At this early stage though many manufacturers are still conducting 5G trials and/or trying to assess whether it will justify the investment of migrating from incumbent Ethernet or WiFi networks. Some of these trials have been quite substantial, involving simulation around digital twin replicas of processes or complete factories, an example being the 5G-SMART project with its trial facility at the Fraunhofer Institute for Production Technology (IPT) in Germany set up by Ericsson.

Such projects will not necessarily convince manufacturers that 5G will automatically prove more cost effective than a well-planned and managed WiFi 6E network incorporating the latest enhancements. Similarly, a greenfield factory site might still decide Ethernet using the latest more compact and lower cost components will serve fixed assembly lines and processes with the required low latency and high performance, without being an encumbrance if the cabling is intelligently integrated into the fabric.
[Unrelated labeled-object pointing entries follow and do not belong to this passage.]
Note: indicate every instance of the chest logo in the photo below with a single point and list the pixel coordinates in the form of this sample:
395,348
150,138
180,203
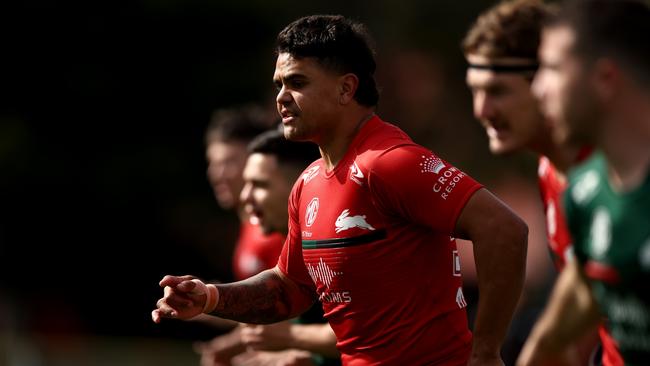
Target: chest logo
312,211
345,222
310,174
356,175
601,233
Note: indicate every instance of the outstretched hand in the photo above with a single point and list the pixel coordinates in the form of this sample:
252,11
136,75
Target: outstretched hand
184,297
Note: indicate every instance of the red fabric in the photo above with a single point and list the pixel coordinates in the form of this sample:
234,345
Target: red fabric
552,186
255,251
379,252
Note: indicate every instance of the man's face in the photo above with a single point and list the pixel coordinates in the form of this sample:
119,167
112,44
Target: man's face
266,193
563,90
505,107
308,98
225,165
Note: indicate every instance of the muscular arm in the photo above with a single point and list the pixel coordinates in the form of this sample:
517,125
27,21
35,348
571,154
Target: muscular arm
500,242
267,297
570,313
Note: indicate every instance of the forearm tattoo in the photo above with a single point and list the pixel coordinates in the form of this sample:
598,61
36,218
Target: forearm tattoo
262,299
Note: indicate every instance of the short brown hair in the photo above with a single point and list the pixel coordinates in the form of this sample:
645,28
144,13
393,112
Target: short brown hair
511,28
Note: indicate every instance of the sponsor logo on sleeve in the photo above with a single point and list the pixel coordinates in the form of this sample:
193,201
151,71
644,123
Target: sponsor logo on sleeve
431,164
448,176
312,211
460,298
456,263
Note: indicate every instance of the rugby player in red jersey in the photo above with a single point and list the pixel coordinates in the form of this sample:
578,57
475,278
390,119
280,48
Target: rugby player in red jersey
371,224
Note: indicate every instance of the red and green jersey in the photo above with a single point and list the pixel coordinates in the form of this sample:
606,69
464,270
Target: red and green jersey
552,186
611,232
373,237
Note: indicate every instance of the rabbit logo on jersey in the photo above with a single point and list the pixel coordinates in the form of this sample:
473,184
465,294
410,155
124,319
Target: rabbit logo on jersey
312,211
356,175
345,222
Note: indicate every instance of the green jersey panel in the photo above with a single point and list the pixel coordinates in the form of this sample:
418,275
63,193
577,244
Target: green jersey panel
611,232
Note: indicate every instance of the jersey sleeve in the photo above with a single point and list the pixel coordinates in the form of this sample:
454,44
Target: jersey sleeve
411,182
573,224
291,262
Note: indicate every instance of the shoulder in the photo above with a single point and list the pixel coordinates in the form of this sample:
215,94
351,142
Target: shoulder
586,180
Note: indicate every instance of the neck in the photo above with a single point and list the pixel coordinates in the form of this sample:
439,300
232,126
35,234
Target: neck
625,141
333,150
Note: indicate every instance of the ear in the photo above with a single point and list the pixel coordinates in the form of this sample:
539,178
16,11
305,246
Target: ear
606,78
347,88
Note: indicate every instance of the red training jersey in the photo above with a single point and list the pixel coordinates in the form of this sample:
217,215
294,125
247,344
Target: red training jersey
255,251
552,185
373,238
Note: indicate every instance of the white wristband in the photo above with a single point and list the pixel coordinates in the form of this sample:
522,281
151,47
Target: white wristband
211,292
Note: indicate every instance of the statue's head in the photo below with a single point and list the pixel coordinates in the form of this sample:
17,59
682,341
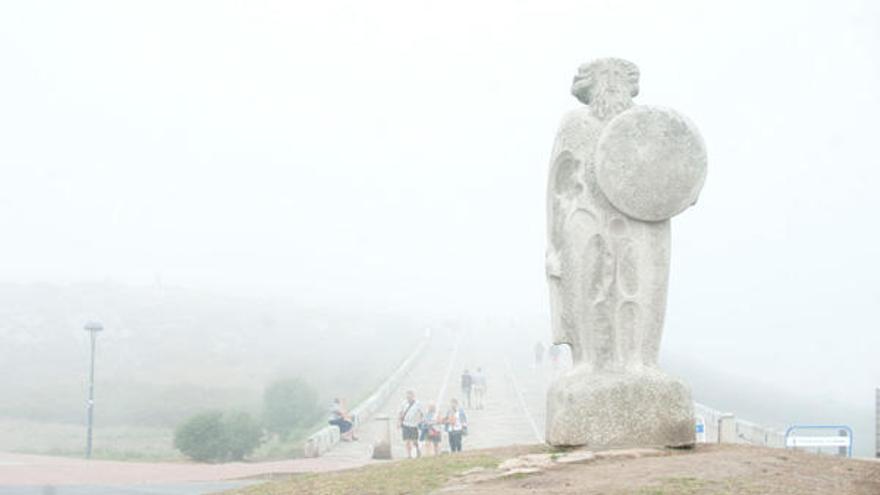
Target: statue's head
606,81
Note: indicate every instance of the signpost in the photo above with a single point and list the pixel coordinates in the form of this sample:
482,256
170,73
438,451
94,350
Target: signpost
842,438
700,429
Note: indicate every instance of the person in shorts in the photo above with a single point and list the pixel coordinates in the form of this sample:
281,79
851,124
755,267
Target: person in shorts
456,425
410,417
339,417
430,433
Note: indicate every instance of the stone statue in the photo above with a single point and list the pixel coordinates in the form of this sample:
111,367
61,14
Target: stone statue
618,173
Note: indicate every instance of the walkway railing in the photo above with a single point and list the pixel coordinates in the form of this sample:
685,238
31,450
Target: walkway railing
726,428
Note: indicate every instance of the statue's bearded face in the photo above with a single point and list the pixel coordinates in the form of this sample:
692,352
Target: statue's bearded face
607,85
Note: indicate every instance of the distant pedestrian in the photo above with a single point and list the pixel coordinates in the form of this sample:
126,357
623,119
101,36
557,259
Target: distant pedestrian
467,384
341,418
539,354
430,430
456,425
479,386
411,415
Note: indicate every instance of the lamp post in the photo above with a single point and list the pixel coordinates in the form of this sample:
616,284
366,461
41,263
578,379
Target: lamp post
93,328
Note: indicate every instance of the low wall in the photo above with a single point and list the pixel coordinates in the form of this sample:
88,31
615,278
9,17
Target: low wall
324,439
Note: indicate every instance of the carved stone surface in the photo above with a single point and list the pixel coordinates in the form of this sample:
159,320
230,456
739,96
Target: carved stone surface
608,268
651,163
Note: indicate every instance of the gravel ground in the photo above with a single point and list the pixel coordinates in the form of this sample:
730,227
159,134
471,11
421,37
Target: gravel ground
708,469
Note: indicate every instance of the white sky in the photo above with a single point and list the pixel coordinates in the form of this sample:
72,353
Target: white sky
394,155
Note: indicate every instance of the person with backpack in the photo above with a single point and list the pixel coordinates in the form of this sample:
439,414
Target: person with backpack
456,425
467,383
411,415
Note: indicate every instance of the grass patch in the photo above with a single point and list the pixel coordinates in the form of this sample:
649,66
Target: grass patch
414,476
694,486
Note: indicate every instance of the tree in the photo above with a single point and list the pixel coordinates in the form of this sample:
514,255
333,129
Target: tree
287,404
214,436
201,437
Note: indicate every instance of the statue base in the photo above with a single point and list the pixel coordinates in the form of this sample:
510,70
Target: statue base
645,408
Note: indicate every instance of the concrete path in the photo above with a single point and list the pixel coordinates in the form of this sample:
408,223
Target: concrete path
513,414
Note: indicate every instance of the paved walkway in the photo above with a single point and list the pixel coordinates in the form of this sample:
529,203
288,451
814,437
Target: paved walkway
513,414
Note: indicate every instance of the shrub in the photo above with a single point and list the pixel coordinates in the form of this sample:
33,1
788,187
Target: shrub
242,433
288,404
214,436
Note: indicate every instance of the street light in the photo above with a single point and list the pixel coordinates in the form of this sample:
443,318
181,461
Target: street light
93,327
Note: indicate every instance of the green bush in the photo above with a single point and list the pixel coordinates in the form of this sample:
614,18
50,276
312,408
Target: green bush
214,436
288,404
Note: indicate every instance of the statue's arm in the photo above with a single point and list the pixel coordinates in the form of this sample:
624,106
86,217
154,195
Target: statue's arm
561,188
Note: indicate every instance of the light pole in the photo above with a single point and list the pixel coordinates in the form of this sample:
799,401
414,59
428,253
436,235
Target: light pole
93,327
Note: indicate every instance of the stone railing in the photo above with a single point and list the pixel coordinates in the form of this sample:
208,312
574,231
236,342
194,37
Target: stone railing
726,428
324,439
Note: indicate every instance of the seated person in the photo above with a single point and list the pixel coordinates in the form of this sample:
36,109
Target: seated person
340,418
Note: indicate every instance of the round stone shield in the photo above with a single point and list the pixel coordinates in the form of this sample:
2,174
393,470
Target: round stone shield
651,163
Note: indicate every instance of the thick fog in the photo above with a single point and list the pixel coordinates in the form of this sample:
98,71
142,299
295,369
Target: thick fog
391,158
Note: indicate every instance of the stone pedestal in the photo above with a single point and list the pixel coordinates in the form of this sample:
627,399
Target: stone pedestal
647,408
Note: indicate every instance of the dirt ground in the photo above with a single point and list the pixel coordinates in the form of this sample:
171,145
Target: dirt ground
708,469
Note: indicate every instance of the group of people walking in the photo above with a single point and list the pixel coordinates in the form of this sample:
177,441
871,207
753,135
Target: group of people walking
422,428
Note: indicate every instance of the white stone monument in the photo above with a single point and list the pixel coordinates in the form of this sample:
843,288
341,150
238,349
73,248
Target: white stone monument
618,173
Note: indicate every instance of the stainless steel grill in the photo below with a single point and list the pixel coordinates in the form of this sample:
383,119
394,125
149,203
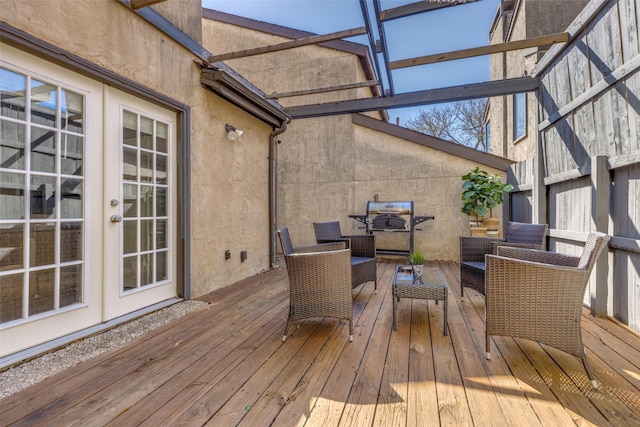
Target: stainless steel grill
392,217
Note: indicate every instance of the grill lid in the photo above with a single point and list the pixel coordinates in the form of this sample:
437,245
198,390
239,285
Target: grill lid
390,208
389,222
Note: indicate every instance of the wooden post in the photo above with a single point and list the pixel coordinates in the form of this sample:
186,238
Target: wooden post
600,196
538,188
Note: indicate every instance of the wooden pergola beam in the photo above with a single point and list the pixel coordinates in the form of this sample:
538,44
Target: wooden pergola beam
277,95
137,4
482,50
418,7
305,41
412,99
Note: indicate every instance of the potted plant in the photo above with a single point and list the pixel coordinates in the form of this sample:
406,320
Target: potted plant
417,259
481,192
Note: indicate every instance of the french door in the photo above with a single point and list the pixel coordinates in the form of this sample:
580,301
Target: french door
87,202
140,226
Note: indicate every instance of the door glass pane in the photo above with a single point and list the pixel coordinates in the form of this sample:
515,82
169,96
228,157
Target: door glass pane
12,195
146,166
130,273
130,129
130,236
11,246
161,201
71,198
11,296
145,194
146,133
130,164
13,90
146,200
43,150
161,138
146,235
41,181
42,244
71,238
161,169
161,233
146,269
41,291
44,103
42,196
71,154
72,111
70,285
12,137
162,270
130,205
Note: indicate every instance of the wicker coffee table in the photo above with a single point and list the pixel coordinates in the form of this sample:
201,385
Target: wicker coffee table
431,285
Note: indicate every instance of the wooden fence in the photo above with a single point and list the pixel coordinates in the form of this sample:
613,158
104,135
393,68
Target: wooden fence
586,173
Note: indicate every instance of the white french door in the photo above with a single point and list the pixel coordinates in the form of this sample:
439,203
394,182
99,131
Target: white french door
87,202
140,206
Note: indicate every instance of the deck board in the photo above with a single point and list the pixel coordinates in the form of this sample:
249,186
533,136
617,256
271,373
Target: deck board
227,365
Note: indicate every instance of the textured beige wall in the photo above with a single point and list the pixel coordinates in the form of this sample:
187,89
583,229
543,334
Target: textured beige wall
229,203
328,168
330,179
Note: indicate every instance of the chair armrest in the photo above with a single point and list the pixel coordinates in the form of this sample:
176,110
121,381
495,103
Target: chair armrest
539,256
320,247
495,246
473,249
346,241
520,285
362,245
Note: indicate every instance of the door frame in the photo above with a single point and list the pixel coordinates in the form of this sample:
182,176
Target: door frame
29,44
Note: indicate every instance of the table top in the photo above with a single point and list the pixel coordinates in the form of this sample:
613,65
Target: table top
430,276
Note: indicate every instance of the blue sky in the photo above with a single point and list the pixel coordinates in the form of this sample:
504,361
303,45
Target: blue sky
443,30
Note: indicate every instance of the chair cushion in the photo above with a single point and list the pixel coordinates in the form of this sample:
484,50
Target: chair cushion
355,260
477,265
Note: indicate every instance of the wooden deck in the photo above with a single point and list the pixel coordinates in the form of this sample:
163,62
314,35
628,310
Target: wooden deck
226,365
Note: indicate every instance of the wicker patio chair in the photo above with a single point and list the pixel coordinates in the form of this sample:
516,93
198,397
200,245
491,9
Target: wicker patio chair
538,295
473,250
363,251
319,281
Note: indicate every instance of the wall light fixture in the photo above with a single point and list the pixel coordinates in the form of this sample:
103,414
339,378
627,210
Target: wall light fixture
232,132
Even for the greenfield, the fact many industrial components do not yet have in-built 5G connectivity could also be persuasive in favor of WiFi or Ethernet. For existing manufacturing sites in automotive and other industries where there is already a lot of connectivity, this could impose considerable friction against 5G migration. Being the best connectivity solution alone will not win many converts without support in sensors or other components, so the industry needs to exert pressure on that front alongside 5G roll out. It may still be that a period of parallel running will be required during what could be quite a lengthy transition phase.

There is then the question of whether to go private, with growing momentum towards that among some sectors, especially automotive. Arguments used in favor include security and control, as well as guaranteed performance. Operators will have to convince enterprises that with the aid of network slicing they can deliver all these benefits more scalably and affordably over their own infrastructures, even if that still involves unlicensed spectrum.